Von Jan Langenbein, Fotos: Mike Meyer

Der Stoff, aus dem Hollywood-Streifen sind: Anfang 2022 musste sich Freddy Schott noch durch Quali-Runden kämpfen und nun ist er mit DP-World-Tour-Karte in der Tasche drauf und dran, Germany's next Topgolfer zu werden.

Als Freddy Schott zum ersten Mal während unseres gemeinsamen Abends bei Topgolf in Oberhausen zum Driver greift, peitscht ein Knall durch die riesige Driving Range, den man hier in dieser Form wahrscheinlich noch nicht gehört hat. Der zehnjährige Sprössling einer vierköpfigen Familie, die in der Hitting Bay links von uns einen netten Abend verbringt, dreht sich wie vom Blitz getroffen um und beobachtet mit offenem Mund, wie Freddys Ball unverschämt weit oben im mehr als 200 Meter entfernten Fangnetz einschlägt. "Wow!", staunt der Kleine, der, wie er mir später erzählt, zum ersten Mal einen Profi-Golfer hautnah erlebt. "Freddy ist schon richtig gut, oder?" - "Kann man wohl sagen", nicke ich bestätigend und hole zu einem Monolog aus. "Freddy ist zurzeit einer der besten deutschen Golfer, hat sich in diesem Jahr aus den Niederungen der zweiten Golfliga bis ganz nach oben gespielt und wird nächstes Jahr im europäischen Oberhaus mitspielen.
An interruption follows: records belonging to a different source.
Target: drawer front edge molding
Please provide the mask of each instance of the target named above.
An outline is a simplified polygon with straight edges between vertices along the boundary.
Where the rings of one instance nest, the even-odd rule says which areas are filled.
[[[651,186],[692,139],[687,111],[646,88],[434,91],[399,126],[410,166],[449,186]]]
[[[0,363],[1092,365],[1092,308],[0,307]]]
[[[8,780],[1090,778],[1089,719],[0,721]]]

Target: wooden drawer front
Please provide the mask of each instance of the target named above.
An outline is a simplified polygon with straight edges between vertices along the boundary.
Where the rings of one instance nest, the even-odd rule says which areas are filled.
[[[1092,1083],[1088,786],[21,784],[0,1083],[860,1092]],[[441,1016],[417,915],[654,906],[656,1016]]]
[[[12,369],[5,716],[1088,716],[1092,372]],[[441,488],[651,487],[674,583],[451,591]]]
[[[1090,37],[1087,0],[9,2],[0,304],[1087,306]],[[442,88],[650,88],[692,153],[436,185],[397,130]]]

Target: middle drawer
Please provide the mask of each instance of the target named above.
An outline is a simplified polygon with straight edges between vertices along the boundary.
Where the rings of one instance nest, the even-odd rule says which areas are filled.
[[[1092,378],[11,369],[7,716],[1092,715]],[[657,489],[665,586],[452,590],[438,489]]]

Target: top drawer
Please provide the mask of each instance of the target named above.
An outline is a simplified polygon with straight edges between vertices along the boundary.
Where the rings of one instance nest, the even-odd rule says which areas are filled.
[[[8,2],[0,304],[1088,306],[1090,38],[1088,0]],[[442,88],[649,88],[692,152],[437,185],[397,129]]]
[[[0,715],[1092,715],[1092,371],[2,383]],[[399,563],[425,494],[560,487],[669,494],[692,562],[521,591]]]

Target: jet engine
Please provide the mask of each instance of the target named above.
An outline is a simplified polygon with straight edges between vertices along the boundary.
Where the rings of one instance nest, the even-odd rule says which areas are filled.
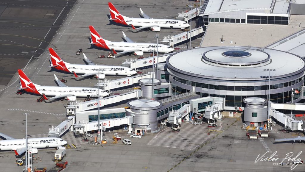
[[[66,98],[68,101],[76,101],[76,96],[74,95],[69,95]]]
[[[153,26],[151,27],[150,29],[153,31],[159,31],[161,30],[161,27],[159,26]]]
[[[95,76],[95,78],[96,79],[105,79],[105,74],[103,73],[98,73]]]
[[[135,56],[143,56],[143,52],[141,51],[136,51],[134,52]]]

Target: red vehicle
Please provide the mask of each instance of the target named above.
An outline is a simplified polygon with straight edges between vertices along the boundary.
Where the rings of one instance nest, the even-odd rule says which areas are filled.
[[[18,95],[21,95],[23,94],[23,93],[24,93],[24,92],[25,92],[24,90],[22,89],[20,89],[19,90],[17,90],[17,94]]]

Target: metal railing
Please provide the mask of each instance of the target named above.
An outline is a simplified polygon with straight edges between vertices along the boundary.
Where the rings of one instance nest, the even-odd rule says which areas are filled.
[[[179,94],[174,96],[172,96],[170,97],[169,97],[168,98],[164,99],[162,99],[162,100],[159,100],[159,101],[163,103],[167,103],[167,102],[170,102],[173,101],[174,100],[177,100],[177,99],[181,99],[182,98],[183,98],[186,97],[187,97],[190,95],[193,95],[193,94],[192,91],[189,91],[184,93]]]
Er kommt hier ganz aus der Nähe, und obwohl er erst vor weniger als zwei Jahren Profi geworden ist, hat er bereits ein Turnier auf der Challenge Tour gewonnen." Eigentlich möchte ich noch von Dingen wie Monday-Qualifiern, die Freddy zu Beginn der Saison noch spielen musste, seinem Mentor und Local Hero Marcel Siem und Freddys Driving Average auf der Challenge Tour sprechen, doch für diese Schwärmereien eines Golf-Nerds hat der Grundschüler kein Ohr mehr. Er sieht nur, wie Freddy einen Ball nach dem anderen auf immer gleichen Flugbahnen ins Netz am anderen Ende der Range drischt. Der Krach, den Freddy mit diesen Schlägen veranstaltet, hat mittlerweile auch den feuchtfröhlichen Junggesellenabschied in der Abschlagbox rechts von uns verstummen lassen. Mit Biergläsern in der Hand schauen sich die Mittzwanziger an, welche schwer zu fassenden Zahlen der Toptracer nach jedem Drive auf dem Flatscreen über unseren Köpfen anzeigt. "Hey Martin, der Typ schlägt den Ball mehr als viermal so weit wie du", muss sich der Bräutigam in spe unter höhnischem Gelächter anhören.

Unbeeindruckt von all der Aufmerksamkeit schlägt Freddy weiter Bälle, während wir belustigt beobachten, welche Faszination die Kombination aus roher Kraft und simpler Eleganz eines Profischwungs auf Nicht-Golfer ausüben kann. Erst als unsere Chicken Wings und die Getränke gebracht werden, ist Schluss mit der Golf-Peepshow, und während wir uns zum Interview aufs Sofa hinter der Abschlagmatte fläzen, machen sich die Gäste links und rechts unserer Bay wieder daran, ihre Bälle in Richtung der verschiedenfarbig illuminierten Ziele zu toppen und zu slicen.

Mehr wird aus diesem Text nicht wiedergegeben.